Friday 25 May 2012

Imminent Linguicide

Alot is not a real word. It’s two words, as in ‘I rant at my screen a lot’. That’s not hard to learn, surely?

Apparently so, because I see it all the time throughout the internet.

There’s no such word as ‘forums’ either. It’s fora. It’s a simple enough lesson, but if you look at most online message boards you’d think that learning a new word was as impossible as implementing a decent European fiscal policy or teaching D*n Br*wn how and when to use exposition.

I’m utterly dismayed when I read things like the following, which is a large forum creator’s explanation that he knows that ‘fora’ is the correct plural, however…

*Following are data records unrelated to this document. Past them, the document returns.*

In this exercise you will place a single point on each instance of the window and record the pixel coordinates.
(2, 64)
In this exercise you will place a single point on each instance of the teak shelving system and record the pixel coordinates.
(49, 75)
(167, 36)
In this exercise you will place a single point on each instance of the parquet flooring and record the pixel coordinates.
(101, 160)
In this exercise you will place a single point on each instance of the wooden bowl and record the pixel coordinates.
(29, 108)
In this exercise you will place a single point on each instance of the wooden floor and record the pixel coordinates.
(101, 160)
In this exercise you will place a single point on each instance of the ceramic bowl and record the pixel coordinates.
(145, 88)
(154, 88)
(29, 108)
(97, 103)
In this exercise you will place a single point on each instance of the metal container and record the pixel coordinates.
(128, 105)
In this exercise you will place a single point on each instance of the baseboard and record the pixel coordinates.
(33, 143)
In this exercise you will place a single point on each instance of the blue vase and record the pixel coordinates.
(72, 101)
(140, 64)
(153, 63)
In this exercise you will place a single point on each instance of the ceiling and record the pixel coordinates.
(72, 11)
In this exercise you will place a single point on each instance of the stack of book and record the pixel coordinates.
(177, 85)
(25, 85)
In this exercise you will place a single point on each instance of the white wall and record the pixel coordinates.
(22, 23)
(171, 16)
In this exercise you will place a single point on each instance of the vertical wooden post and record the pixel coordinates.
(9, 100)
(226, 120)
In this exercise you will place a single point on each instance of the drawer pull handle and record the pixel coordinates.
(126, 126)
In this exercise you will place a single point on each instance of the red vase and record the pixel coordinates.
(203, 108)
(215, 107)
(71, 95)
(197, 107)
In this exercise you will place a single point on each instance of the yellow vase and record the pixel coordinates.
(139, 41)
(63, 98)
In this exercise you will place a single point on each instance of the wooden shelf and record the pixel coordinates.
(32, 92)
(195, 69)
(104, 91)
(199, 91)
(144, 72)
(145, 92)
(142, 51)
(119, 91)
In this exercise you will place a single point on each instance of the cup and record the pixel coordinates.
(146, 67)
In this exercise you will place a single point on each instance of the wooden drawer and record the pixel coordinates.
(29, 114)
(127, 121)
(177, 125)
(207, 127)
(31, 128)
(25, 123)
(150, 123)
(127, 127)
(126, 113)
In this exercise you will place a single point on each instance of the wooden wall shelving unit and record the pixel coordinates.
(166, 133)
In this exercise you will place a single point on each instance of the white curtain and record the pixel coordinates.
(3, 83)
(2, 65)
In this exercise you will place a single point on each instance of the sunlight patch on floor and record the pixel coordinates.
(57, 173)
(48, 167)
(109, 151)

‘…whilst we are against most forms of language dumbing-down, we are also against unnecessary complication. Everyone knows and understands the word forums. Most people don't know what fora means. There is almost no chance of changing that situation significantly, no matter how hard the purists might want to. Like the failed Esperanto language, we believe reality wins over idealism. It's sad but inescapably true. We don't believe it makes sense to promote fora as the "correct" pluralisation because it creates confusion, offers no real benefit, and can't work anyway so it's pointless trying.’

That’s that then; it’s pointless trying. I know that you can’t see me, but I’m shaking my head in disbelief and exasperation. He may as well have said, ‘I’m going to die so it’s pointless living’.

We have the language of Keats, of Milton, of Shakespeare and it’s pointless trying to retain its magnificent complexity. We may as well reduce it to ‘Shl I kmpr u2a smrs day’.

It’s as ridiculous as saying (as I heard this week) that a new blockbuster movie is ‘awesome’. If the great Cthulu and all his fictional deity mates ripped the sky apart and came screaming through the lacerations in the fabric of the of the space-time continuum along with the Four Horsemen of the Apocalypse, and if they were all lead by the late, great, Charlton Heston in full Moses regalia…  now THAT would be awesome indeed. But a movie? No. That’s not awesome, it’s merely entertaining.

Do these things matter? Well yes, I think that they do, in the same way that correct apostrophe use is important – just how did a film called ‘Two Weeks Notice’ ever get released? On grammatical AND artistic grounds? Was nobody at all in the Warner Brothers organisation taught about apostrophe usage with possession and omission? Or maybe they know but decided against the apostrophe on artistic grounds?

These are rules, and if we play fast and loose with these, then what other rules can we decide to ignore? Tax evasion? Speeding? Murder? Where do you draw the line?

I think that you can tell by the tone of this piece that I’m feeling particularly old this week. I’ve noticed that there are more grey hairs on my chest than black ones and that when I stand up my knees crack like a shot from Chuck Connors’ rifle; you might need to look that one up if you’re not old yourself.

If I’m honest I know that change is good. Change is healthy. The world is made for the young. Otherwise we’d still be living in Elizabethan squalor, doffing our caps to the local Squire and eating frumenty.

There is no point whatsoever in ranting against linguistic changes, trying to turn a tide whose advance is – as the owner of that forum said – inevitable. It only leads to frustration, stomach ulcers and a reputation for being the local nutter.

Language evolves, innit? But there’s still no such word as ‘alot’.